A survivor from Kedarnath asks, “Why were satellite phones not given to survivors in Rudraprayag? These could have helped ITBP jawans and Army helicopters trace us. It could help us tell our loved ones we are safe. I believe that the government thought that if we die after informing dear ones, the authorities would be in trouble.”

He added that the survivors are pushing the stinking, decaying corpses into the swelling waters to avoid an epidemic. “We soaked pieces of cloth with rainwater which we drank to avoid dehydration. We had nothing to eat. I met a few survivors from Garuchatti where around a 1,000 pilgrims were stranded, rescue was slow and painful. Few others who were saved from Bhairon Mandir could barely talk or even cry.”

Days after they escaped the tearing floods of Uttarakhand, memories of the deluge still haunt Renukadevi Selvaraj (56) and her family. She travelled with a group of 57 others. “We saw a bus rolling down from a narrow slippery ghat in front of our eyes,” she recounts. On the way to Badrinath, as they walked along a slushy path, a woman was killed, hit by a ‘hillock like boulder.’ Vishwanatha Rao, his wife and their parents saw a landslide wipe out a bridge. 

Rahul Yadav from Sultanpuri, New Delhi left for Sonprayag with friends on June 15. “For two days, we were stuck there without any food to eat. On June 19, we trekked down safely to a village 25-30 km away.”

Till Saturday, the armed forces had brought to safety over 22,000 people, either by foot or by air, and supplied 50,000kg of food packets, medical kits and relief material to over 70,000 stranded. Forty-nine thousand civilians are still stuck. “We have deployed 8,500 soldiers on the ground and will rescue everyone stranded,” promised Central Army Commander Lieutenant General Anil Chait .

With the terrain and a poor government network placing the state administration in no position to even initiate bare minimum relief work, the Centre has nominated Chait as the overall in-charge. The Army has also deployed two JCBs to move fallen earth and create access to remote areas.  Nine helicopters—Cheetah and Dhruv —flown by Army pilots are looking for those alive and stranded in gorges, ravines and riverbeds. Among personnel are 10 teams of troops skilled in mountaineering, which established contact with 1,000 pilgrims in Junglechatti on Saturday.

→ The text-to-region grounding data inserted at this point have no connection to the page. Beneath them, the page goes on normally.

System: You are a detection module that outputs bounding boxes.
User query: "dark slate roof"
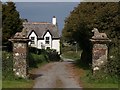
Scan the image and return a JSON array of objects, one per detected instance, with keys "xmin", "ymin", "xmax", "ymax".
[{"xmin": 23, "ymin": 22, "xmax": 59, "ymax": 38}]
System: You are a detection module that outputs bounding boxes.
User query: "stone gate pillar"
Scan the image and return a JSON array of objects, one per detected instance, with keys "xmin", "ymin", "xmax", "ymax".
[
  {"xmin": 90, "ymin": 28, "xmax": 111, "ymax": 73},
  {"xmin": 9, "ymin": 33, "xmax": 29, "ymax": 78}
]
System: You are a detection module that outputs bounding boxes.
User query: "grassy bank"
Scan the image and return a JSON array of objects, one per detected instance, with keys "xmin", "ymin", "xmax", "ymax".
[
  {"xmin": 2, "ymin": 80, "xmax": 33, "ymax": 88},
  {"xmin": 80, "ymin": 70, "xmax": 119, "ymax": 90},
  {"xmin": 62, "ymin": 51, "xmax": 82, "ymax": 60},
  {"xmin": 2, "ymin": 51, "xmax": 48, "ymax": 88},
  {"xmin": 74, "ymin": 60, "xmax": 119, "ymax": 90}
]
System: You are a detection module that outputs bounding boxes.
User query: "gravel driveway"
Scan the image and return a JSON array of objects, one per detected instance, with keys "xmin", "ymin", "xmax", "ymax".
[{"xmin": 33, "ymin": 62, "xmax": 81, "ymax": 90}]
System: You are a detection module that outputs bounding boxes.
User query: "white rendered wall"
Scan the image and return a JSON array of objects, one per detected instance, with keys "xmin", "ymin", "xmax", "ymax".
[
  {"xmin": 43, "ymin": 32, "xmax": 52, "ymax": 49},
  {"xmin": 38, "ymin": 40, "xmax": 45, "ymax": 49},
  {"xmin": 28, "ymin": 32, "xmax": 37, "ymax": 47},
  {"xmin": 52, "ymin": 40, "xmax": 60, "ymax": 54}
]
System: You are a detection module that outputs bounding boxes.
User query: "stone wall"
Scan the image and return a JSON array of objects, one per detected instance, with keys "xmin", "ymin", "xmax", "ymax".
[
  {"xmin": 90, "ymin": 28, "xmax": 111, "ymax": 73},
  {"xmin": 13, "ymin": 42, "xmax": 28, "ymax": 78},
  {"xmin": 92, "ymin": 44, "xmax": 108, "ymax": 71},
  {"xmin": 9, "ymin": 30, "xmax": 30, "ymax": 78}
]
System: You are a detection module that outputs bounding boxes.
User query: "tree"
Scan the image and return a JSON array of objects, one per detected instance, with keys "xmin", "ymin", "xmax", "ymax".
[
  {"xmin": 62, "ymin": 2, "xmax": 120, "ymax": 75},
  {"xmin": 2, "ymin": 2, "xmax": 22, "ymax": 46}
]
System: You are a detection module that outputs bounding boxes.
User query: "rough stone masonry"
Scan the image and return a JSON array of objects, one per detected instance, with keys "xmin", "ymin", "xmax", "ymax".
[
  {"xmin": 9, "ymin": 28, "xmax": 29, "ymax": 78},
  {"xmin": 90, "ymin": 28, "xmax": 111, "ymax": 73}
]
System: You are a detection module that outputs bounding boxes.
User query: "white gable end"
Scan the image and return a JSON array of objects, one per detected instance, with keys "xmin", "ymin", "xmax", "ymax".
[{"xmin": 44, "ymin": 31, "xmax": 52, "ymax": 49}]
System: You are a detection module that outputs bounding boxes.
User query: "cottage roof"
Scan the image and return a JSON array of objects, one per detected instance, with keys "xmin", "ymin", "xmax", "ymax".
[{"xmin": 23, "ymin": 22, "xmax": 59, "ymax": 38}]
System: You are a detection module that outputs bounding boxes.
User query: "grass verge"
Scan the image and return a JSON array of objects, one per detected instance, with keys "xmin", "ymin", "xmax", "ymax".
[
  {"xmin": 62, "ymin": 51, "xmax": 82, "ymax": 60},
  {"xmin": 2, "ymin": 80, "xmax": 33, "ymax": 88},
  {"xmin": 73, "ymin": 61, "xmax": 120, "ymax": 90}
]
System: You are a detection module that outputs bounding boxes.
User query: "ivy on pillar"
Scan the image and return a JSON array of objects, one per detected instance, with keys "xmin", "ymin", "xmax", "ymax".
[
  {"xmin": 90, "ymin": 28, "xmax": 111, "ymax": 74},
  {"xmin": 9, "ymin": 31, "xmax": 30, "ymax": 78}
]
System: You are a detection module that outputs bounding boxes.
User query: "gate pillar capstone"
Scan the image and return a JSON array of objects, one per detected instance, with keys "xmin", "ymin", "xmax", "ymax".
[
  {"xmin": 90, "ymin": 28, "xmax": 111, "ymax": 74},
  {"xmin": 9, "ymin": 32, "xmax": 29, "ymax": 78}
]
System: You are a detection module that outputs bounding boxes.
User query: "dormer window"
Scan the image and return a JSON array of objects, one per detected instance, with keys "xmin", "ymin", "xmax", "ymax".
[
  {"xmin": 45, "ymin": 37, "xmax": 50, "ymax": 44},
  {"xmin": 31, "ymin": 37, "xmax": 35, "ymax": 44}
]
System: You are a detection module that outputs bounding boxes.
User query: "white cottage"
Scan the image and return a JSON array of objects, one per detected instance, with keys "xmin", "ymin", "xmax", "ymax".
[{"xmin": 23, "ymin": 16, "xmax": 60, "ymax": 54}]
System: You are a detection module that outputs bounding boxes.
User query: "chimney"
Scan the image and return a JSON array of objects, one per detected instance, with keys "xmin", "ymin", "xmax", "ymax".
[{"xmin": 52, "ymin": 16, "xmax": 57, "ymax": 25}]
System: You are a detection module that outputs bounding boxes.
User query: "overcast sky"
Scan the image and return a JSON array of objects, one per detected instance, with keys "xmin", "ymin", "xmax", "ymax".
[{"xmin": 16, "ymin": 2, "xmax": 80, "ymax": 31}]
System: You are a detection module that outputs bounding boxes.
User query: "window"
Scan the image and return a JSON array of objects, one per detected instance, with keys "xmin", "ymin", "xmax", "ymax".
[
  {"xmin": 45, "ymin": 37, "xmax": 50, "ymax": 44},
  {"xmin": 31, "ymin": 37, "xmax": 35, "ymax": 44}
]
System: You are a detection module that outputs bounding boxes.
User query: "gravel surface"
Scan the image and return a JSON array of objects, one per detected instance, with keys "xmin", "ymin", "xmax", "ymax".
[{"xmin": 33, "ymin": 62, "xmax": 81, "ymax": 90}]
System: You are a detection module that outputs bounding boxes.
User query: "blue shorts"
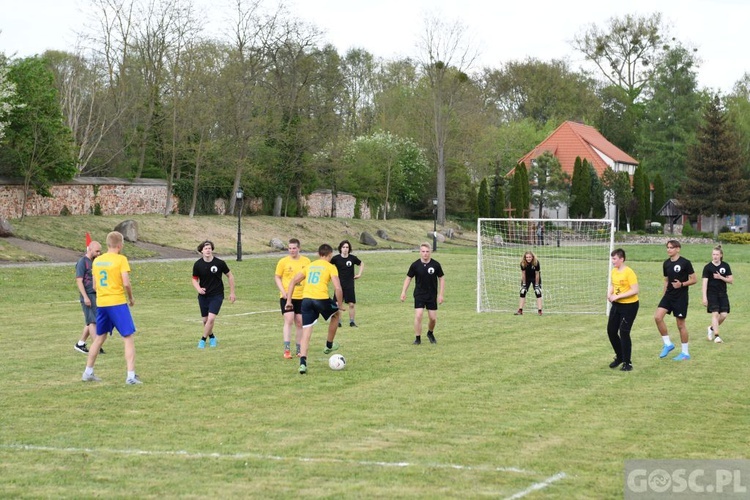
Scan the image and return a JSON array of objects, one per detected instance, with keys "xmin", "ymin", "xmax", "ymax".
[
  {"xmin": 198, "ymin": 295, "xmax": 224, "ymax": 318},
  {"xmin": 96, "ymin": 304, "xmax": 135, "ymax": 337},
  {"xmin": 302, "ymin": 299, "xmax": 339, "ymax": 327},
  {"xmin": 81, "ymin": 293, "xmax": 96, "ymax": 326}
]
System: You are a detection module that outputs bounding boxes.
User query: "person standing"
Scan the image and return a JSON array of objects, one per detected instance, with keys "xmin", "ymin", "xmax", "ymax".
[
  {"xmin": 401, "ymin": 243, "xmax": 445, "ymax": 345},
  {"xmin": 703, "ymin": 245, "xmax": 734, "ymax": 344},
  {"xmin": 274, "ymin": 238, "xmax": 310, "ymax": 359},
  {"xmin": 81, "ymin": 231, "xmax": 142, "ymax": 385},
  {"xmin": 73, "ymin": 241, "xmax": 104, "ymax": 354},
  {"xmin": 513, "ymin": 252, "xmax": 542, "ymax": 316},
  {"xmin": 331, "ymin": 240, "xmax": 365, "ymax": 327},
  {"xmin": 654, "ymin": 240, "xmax": 698, "ymax": 361},
  {"xmin": 193, "ymin": 240, "xmax": 236, "ymax": 349},
  {"xmin": 607, "ymin": 248, "xmax": 639, "ymax": 372},
  {"xmin": 286, "ymin": 243, "xmax": 344, "ymax": 375}
]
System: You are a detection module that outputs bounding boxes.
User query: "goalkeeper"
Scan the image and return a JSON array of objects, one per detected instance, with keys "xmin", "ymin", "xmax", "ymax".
[{"xmin": 514, "ymin": 252, "xmax": 542, "ymax": 316}]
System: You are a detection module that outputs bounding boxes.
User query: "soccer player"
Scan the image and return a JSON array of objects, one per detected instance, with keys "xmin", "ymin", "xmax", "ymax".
[
  {"xmin": 703, "ymin": 245, "xmax": 734, "ymax": 344},
  {"xmin": 286, "ymin": 243, "xmax": 344, "ymax": 374},
  {"xmin": 654, "ymin": 240, "xmax": 698, "ymax": 361},
  {"xmin": 81, "ymin": 231, "xmax": 142, "ymax": 385},
  {"xmin": 401, "ymin": 243, "xmax": 445, "ymax": 345},
  {"xmin": 331, "ymin": 240, "xmax": 365, "ymax": 327},
  {"xmin": 274, "ymin": 238, "xmax": 310, "ymax": 359},
  {"xmin": 193, "ymin": 240, "xmax": 236, "ymax": 349},
  {"xmin": 74, "ymin": 241, "xmax": 104, "ymax": 354},
  {"xmin": 607, "ymin": 248, "xmax": 639, "ymax": 372},
  {"xmin": 513, "ymin": 252, "xmax": 542, "ymax": 316}
]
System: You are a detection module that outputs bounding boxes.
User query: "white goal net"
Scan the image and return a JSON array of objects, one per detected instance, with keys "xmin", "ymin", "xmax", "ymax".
[{"xmin": 477, "ymin": 219, "xmax": 615, "ymax": 314}]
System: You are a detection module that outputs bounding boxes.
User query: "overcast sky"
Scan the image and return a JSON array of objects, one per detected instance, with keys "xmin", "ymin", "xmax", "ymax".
[{"xmin": 0, "ymin": 0, "xmax": 750, "ymax": 93}]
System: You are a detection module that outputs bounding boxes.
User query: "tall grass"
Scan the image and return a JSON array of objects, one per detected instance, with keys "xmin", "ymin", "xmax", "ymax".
[{"xmin": 0, "ymin": 245, "xmax": 750, "ymax": 499}]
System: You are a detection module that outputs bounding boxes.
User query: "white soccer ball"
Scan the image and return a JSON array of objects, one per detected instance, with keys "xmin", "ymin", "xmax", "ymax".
[{"xmin": 328, "ymin": 354, "xmax": 346, "ymax": 370}]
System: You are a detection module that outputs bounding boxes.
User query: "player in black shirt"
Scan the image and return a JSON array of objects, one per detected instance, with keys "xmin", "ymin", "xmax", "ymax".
[{"xmin": 401, "ymin": 243, "xmax": 445, "ymax": 345}]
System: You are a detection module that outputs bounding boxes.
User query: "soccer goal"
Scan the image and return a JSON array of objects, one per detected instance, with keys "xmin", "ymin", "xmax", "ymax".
[{"xmin": 477, "ymin": 219, "xmax": 615, "ymax": 314}]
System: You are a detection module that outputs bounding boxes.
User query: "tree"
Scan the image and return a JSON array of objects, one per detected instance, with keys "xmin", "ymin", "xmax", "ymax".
[
  {"xmin": 421, "ymin": 18, "xmax": 476, "ymax": 224},
  {"xmin": 524, "ymin": 151, "xmax": 570, "ymax": 218},
  {"xmin": 634, "ymin": 45, "xmax": 703, "ymax": 192},
  {"xmin": 678, "ymin": 96, "xmax": 750, "ymax": 238},
  {"xmin": 0, "ymin": 57, "xmax": 76, "ymax": 217},
  {"xmin": 477, "ymin": 178, "xmax": 490, "ymax": 217},
  {"xmin": 568, "ymin": 156, "xmax": 591, "ymax": 219}
]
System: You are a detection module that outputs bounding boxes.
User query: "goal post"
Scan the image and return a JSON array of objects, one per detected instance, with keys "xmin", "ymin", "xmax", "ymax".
[{"xmin": 477, "ymin": 219, "xmax": 615, "ymax": 314}]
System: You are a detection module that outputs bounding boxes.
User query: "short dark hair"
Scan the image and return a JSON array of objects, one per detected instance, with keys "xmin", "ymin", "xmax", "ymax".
[
  {"xmin": 609, "ymin": 248, "xmax": 625, "ymax": 260},
  {"xmin": 318, "ymin": 243, "xmax": 333, "ymax": 257}
]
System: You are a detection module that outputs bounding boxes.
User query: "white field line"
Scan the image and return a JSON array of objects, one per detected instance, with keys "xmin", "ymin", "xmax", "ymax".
[
  {"xmin": 508, "ymin": 472, "xmax": 567, "ymax": 500},
  {"xmin": 0, "ymin": 444, "xmax": 535, "ymax": 474}
]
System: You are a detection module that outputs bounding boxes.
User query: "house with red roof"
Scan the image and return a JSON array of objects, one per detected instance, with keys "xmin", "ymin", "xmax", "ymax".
[{"xmin": 518, "ymin": 121, "xmax": 638, "ymax": 218}]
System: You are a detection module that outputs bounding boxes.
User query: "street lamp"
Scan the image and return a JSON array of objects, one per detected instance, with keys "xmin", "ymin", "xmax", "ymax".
[
  {"xmin": 235, "ymin": 187, "xmax": 245, "ymax": 262},
  {"xmin": 432, "ymin": 198, "xmax": 437, "ymax": 252}
]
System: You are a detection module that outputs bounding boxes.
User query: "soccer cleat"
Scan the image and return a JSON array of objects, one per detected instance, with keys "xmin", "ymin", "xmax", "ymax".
[
  {"xmin": 609, "ymin": 358, "xmax": 622, "ymax": 368},
  {"xmin": 659, "ymin": 344, "xmax": 674, "ymax": 358},
  {"xmin": 81, "ymin": 373, "xmax": 102, "ymax": 382},
  {"xmin": 323, "ymin": 342, "xmax": 339, "ymax": 354}
]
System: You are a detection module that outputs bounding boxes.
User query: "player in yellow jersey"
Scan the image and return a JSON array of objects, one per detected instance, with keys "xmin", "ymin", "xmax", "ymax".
[
  {"xmin": 286, "ymin": 244, "xmax": 344, "ymax": 374},
  {"xmin": 274, "ymin": 238, "xmax": 310, "ymax": 359},
  {"xmin": 607, "ymin": 248, "xmax": 639, "ymax": 372},
  {"xmin": 81, "ymin": 231, "xmax": 141, "ymax": 385}
]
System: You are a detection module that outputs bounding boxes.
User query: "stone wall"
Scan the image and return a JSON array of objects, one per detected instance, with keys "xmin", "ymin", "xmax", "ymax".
[
  {"xmin": 0, "ymin": 177, "xmax": 178, "ymax": 219},
  {"xmin": 304, "ymin": 189, "xmax": 371, "ymax": 219}
]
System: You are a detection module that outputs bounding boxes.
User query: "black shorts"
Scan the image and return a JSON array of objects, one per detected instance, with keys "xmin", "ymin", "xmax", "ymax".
[
  {"xmin": 414, "ymin": 297, "xmax": 437, "ymax": 311},
  {"xmin": 341, "ymin": 286, "xmax": 357, "ymax": 304},
  {"xmin": 302, "ymin": 299, "xmax": 339, "ymax": 326},
  {"xmin": 659, "ymin": 294, "xmax": 688, "ymax": 319},
  {"xmin": 706, "ymin": 294, "xmax": 729, "ymax": 314},
  {"xmin": 279, "ymin": 298, "xmax": 302, "ymax": 314},
  {"xmin": 198, "ymin": 295, "xmax": 224, "ymax": 318}
]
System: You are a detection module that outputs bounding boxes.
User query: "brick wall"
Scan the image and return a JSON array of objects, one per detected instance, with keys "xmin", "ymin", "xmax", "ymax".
[{"xmin": 0, "ymin": 177, "xmax": 178, "ymax": 219}]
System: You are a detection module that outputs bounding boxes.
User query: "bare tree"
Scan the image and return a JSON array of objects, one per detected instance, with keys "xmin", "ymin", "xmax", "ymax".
[{"xmin": 420, "ymin": 17, "xmax": 477, "ymax": 224}]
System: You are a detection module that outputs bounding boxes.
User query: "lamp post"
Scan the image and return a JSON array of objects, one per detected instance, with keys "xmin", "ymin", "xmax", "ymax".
[
  {"xmin": 235, "ymin": 187, "xmax": 245, "ymax": 262},
  {"xmin": 432, "ymin": 198, "xmax": 437, "ymax": 252}
]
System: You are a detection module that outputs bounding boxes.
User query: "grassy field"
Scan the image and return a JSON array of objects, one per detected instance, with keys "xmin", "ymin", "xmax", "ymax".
[{"xmin": 0, "ymin": 226, "xmax": 750, "ymax": 499}]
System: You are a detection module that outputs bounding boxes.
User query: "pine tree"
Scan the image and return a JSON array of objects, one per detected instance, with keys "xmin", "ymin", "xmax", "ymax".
[{"xmin": 677, "ymin": 96, "xmax": 750, "ymax": 237}]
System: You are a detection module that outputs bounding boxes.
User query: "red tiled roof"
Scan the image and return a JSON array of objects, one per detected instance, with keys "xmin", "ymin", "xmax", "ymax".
[{"xmin": 518, "ymin": 121, "xmax": 638, "ymax": 177}]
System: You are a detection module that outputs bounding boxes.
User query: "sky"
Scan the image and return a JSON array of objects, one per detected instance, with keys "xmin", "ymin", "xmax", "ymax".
[{"xmin": 0, "ymin": 0, "xmax": 750, "ymax": 94}]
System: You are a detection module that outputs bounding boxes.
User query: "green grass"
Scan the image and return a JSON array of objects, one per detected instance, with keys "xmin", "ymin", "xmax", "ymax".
[{"xmin": 0, "ymin": 245, "xmax": 750, "ymax": 499}]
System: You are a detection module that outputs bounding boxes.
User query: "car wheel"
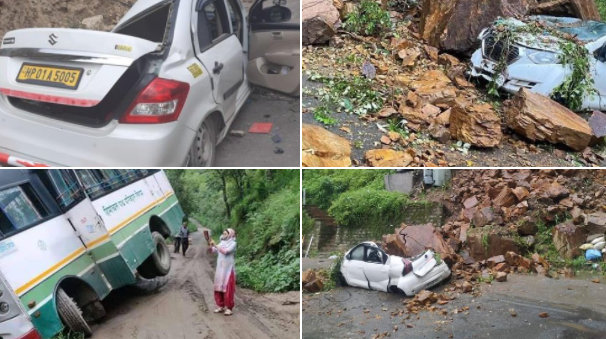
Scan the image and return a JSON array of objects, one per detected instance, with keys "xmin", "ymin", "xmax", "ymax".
[
  {"xmin": 137, "ymin": 232, "xmax": 171, "ymax": 279},
  {"xmin": 189, "ymin": 121, "xmax": 217, "ymax": 167},
  {"xmin": 56, "ymin": 288, "xmax": 93, "ymax": 337}
]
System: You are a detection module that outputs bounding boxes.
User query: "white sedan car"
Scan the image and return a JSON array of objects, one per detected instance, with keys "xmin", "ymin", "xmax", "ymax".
[
  {"xmin": 341, "ymin": 242, "xmax": 450, "ymax": 296},
  {"xmin": 470, "ymin": 16, "xmax": 606, "ymax": 110},
  {"xmin": 0, "ymin": 0, "xmax": 300, "ymax": 167}
]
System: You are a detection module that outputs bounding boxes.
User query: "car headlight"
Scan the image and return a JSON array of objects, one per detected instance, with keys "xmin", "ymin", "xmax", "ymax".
[{"xmin": 528, "ymin": 52, "xmax": 560, "ymax": 64}]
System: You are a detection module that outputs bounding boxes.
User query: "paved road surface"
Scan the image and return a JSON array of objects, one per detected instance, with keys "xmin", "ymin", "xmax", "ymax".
[{"xmin": 303, "ymin": 275, "xmax": 606, "ymax": 339}]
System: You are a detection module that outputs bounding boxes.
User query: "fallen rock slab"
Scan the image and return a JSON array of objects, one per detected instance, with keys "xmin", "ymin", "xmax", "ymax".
[
  {"xmin": 553, "ymin": 221, "xmax": 587, "ymax": 259},
  {"xmin": 302, "ymin": 124, "xmax": 351, "ymax": 167},
  {"xmin": 365, "ymin": 149, "xmax": 414, "ymax": 167},
  {"xmin": 383, "ymin": 224, "xmax": 454, "ymax": 257},
  {"xmin": 505, "ymin": 88, "xmax": 593, "ymax": 151},
  {"xmin": 301, "ymin": 0, "xmax": 341, "ymax": 45},
  {"xmin": 450, "ymin": 103, "xmax": 503, "ymax": 148},
  {"xmin": 420, "ymin": 0, "xmax": 530, "ymax": 54}
]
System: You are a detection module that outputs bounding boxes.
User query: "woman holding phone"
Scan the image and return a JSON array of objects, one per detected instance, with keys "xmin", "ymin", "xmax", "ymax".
[{"xmin": 210, "ymin": 228, "xmax": 236, "ymax": 316}]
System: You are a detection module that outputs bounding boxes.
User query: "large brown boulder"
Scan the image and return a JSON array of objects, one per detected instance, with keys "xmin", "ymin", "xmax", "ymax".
[
  {"xmin": 302, "ymin": 124, "xmax": 351, "ymax": 167},
  {"xmin": 530, "ymin": 0, "xmax": 601, "ymax": 20},
  {"xmin": 553, "ymin": 221, "xmax": 587, "ymax": 259},
  {"xmin": 390, "ymin": 224, "xmax": 454, "ymax": 257},
  {"xmin": 450, "ymin": 103, "xmax": 503, "ymax": 148},
  {"xmin": 505, "ymin": 88, "xmax": 592, "ymax": 151},
  {"xmin": 467, "ymin": 226, "xmax": 519, "ymax": 260},
  {"xmin": 420, "ymin": 0, "xmax": 530, "ymax": 53},
  {"xmin": 365, "ymin": 149, "xmax": 414, "ymax": 167},
  {"xmin": 301, "ymin": 0, "xmax": 340, "ymax": 45}
]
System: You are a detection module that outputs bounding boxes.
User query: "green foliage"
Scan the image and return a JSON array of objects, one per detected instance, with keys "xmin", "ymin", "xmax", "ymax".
[
  {"xmin": 488, "ymin": 20, "xmax": 596, "ymax": 111},
  {"xmin": 310, "ymin": 75, "xmax": 383, "ymax": 117},
  {"xmin": 328, "ymin": 188, "xmax": 409, "ymax": 226},
  {"xmin": 301, "ymin": 211, "xmax": 316, "ymax": 237},
  {"xmin": 595, "ymin": 0, "xmax": 606, "ymax": 21},
  {"xmin": 552, "ymin": 41, "xmax": 597, "ymax": 111},
  {"xmin": 314, "ymin": 106, "xmax": 337, "ymax": 126},
  {"xmin": 166, "ymin": 170, "xmax": 300, "ymax": 292},
  {"xmin": 344, "ymin": 0, "xmax": 392, "ymax": 35},
  {"xmin": 303, "ymin": 169, "xmax": 393, "ymax": 210}
]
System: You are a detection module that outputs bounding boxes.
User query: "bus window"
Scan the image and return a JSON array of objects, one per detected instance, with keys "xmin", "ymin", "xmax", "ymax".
[
  {"xmin": 40, "ymin": 170, "xmax": 83, "ymax": 208},
  {"xmin": 0, "ymin": 184, "xmax": 49, "ymax": 233}
]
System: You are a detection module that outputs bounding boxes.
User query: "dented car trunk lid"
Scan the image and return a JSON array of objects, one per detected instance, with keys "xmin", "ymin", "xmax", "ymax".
[{"xmin": 0, "ymin": 28, "xmax": 160, "ymax": 107}]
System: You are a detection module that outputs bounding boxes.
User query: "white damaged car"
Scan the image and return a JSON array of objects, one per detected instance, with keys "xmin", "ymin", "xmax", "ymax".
[
  {"xmin": 0, "ymin": 0, "xmax": 300, "ymax": 167},
  {"xmin": 470, "ymin": 16, "xmax": 606, "ymax": 110},
  {"xmin": 341, "ymin": 242, "xmax": 450, "ymax": 296}
]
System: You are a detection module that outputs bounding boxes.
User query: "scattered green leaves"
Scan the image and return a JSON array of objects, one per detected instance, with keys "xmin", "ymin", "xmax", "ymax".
[{"xmin": 344, "ymin": 0, "xmax": 392, "ymax": 35}]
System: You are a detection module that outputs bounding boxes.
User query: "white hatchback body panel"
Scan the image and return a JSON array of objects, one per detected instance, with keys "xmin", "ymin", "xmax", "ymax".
[
  {"xmin": 0, "ymin": 0, "xmax": 298, "ymax": 167},
  {"xmin": 341, "ymin": 242, "xmax": 450, "ymax": 296}
]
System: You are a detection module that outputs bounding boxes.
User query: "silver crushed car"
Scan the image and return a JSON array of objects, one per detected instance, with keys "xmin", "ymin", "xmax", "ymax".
[
  {"xmin": 341, "ymin": 241, "xmax": 450, "ymax": 296},
  {"xmin": 470, "ymin": 16, "xmax": 606, "ymax": 110}
]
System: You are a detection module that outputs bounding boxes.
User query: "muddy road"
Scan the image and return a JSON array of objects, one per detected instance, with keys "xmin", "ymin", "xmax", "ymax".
[
  {"xmin": 303, "ymin": 275, "xmax": 606, "ymax": 339},
  {"xmin": 93, "ymin": 232, "xmax": 299, "ymax": 339}
]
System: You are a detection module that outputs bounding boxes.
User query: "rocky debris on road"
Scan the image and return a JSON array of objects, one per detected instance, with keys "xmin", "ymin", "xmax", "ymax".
[
  {"xmin": 382, "ymin": 170, "xmax": 606, "ymax": 293},
  {"xmin": 450, "ymin": 103, "xmax": 503, "ymax": 148},
  {"xmin": 303, "ymin": 0, "xmax": 606, "ymax": 167},
  {"xmin": 404, "ymin": 290, "xmax": 455, "ymax": 315},
  {"xmin": 301, "ymin": 0, "xmax": 341, "ymax": 45},
  {"xmin": 505, "ymin": 88, "xmax": 593, "ymax": 151},
  {"xmin": 301, "ymin": 124, "xmax": 351, "ymax": 167},
  {"xmin": 365, "ymin": 149, "xmax": 414, "ymax": 167},
  {"xmin": 383, "ymin": 224, "xmax": 454, "ymax": 258},
  {"xmin": 420, "ymin": 0, "xmax": 532, "ymax": 54}
]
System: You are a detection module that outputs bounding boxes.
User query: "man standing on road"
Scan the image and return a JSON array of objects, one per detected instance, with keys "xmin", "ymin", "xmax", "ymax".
[{"xmin": 210, "ymin": 228, "xmax": 236, "ymax": 316}]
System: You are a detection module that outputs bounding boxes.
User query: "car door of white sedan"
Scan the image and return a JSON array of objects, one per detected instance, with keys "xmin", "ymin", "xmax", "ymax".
[
  {"xmin": 192, "ymin": 0, "xmax": 244, "ymax": 120},
  {"xmin": 364, "ymin": 246, "xmax": 389, "ymax": 292}
]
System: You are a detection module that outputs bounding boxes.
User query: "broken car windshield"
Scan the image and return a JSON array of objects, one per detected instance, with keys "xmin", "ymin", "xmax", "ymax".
[{"xmin": 115, "ymin": 2, "xmax": 173, "ymax": 43}]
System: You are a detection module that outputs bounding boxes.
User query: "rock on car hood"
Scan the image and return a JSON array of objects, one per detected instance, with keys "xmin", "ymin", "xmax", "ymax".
[{"xmin": 488, "ymin": 15, "xmax": 606, "ymax": 53}]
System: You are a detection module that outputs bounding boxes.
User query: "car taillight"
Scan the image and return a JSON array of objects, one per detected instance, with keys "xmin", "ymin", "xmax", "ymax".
[{"xmin": 120, "ymin": 78, "xmax": 189, "ymax": 124}]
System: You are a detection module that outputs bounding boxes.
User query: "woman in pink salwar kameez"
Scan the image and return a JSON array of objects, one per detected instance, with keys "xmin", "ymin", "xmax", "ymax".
[{"xmin": 211, "ymin": 228, "xmax": 236, "ymax": 315}]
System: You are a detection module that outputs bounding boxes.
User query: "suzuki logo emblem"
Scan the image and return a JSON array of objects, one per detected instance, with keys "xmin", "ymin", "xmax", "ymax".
[{"xmin": 48, "ymin": 33, "xmax": 59, "ymax": 46}]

Charanjit Kaur from Ludhiana was in Hemkunt Sahib. “For two days we had no food and water. The Army gave food, clothes and medical aid. If they had not saved us we would have not been talking to you,” said Kaur.

The Indian Air Force (IAF), which began relief sorties a week ago, deployed a total of 38 helicopters and four planes. It landed the special operations C-130J plane at Dharasu on a compacted runway. It flew in relief material and fuel. The plane brought back rescued pilgrims, who are being treated at Army medical camps in Hindon. “With the kind of devastation we see from the sky, we have been hovering the choppers close to the ground while transferring relief material,” said an IAF officer.

Satman Singh of Dasuya could not stop praising the Army. He says, “We were stuck at Govind Ghat. The jawans made a ropeway and rescued us. It was death and dead bodies all over. We survived on rain water.” Nearly 2,300 pilgrims were evacuated by road after jawans of Indo-Tibetan Border Police (ITBP) constructed a temporary bridge across the swollen river.

But some were handicapped not for lack of trying. On the fateful night of June 16, Rakesh Tiwari, SDM, Rudraprayag, was on his way to alert the pilgrims. “The PWD guest house was washed away before my eyes. I saved myself by holding on to the Nandi idol. Only the idol is intact.” says Tiwari, whose both legs are injured, but is still coordinating rescue over the phone. His eight-year-old daughter is stranded in Badrinath. Tiwari adds, “There is no way we could have saved the people. 

There are hills on three sides and the river on the fourth.”  Tewari says that anywhere between 14,000-20,000 are stranded. Ironically Rudraprayag—the worst affected area—is without a District Magistrate. SDM Laxmi Raj Chouhan is overseeing rescue operations in the absence of a DM and an injured SDM.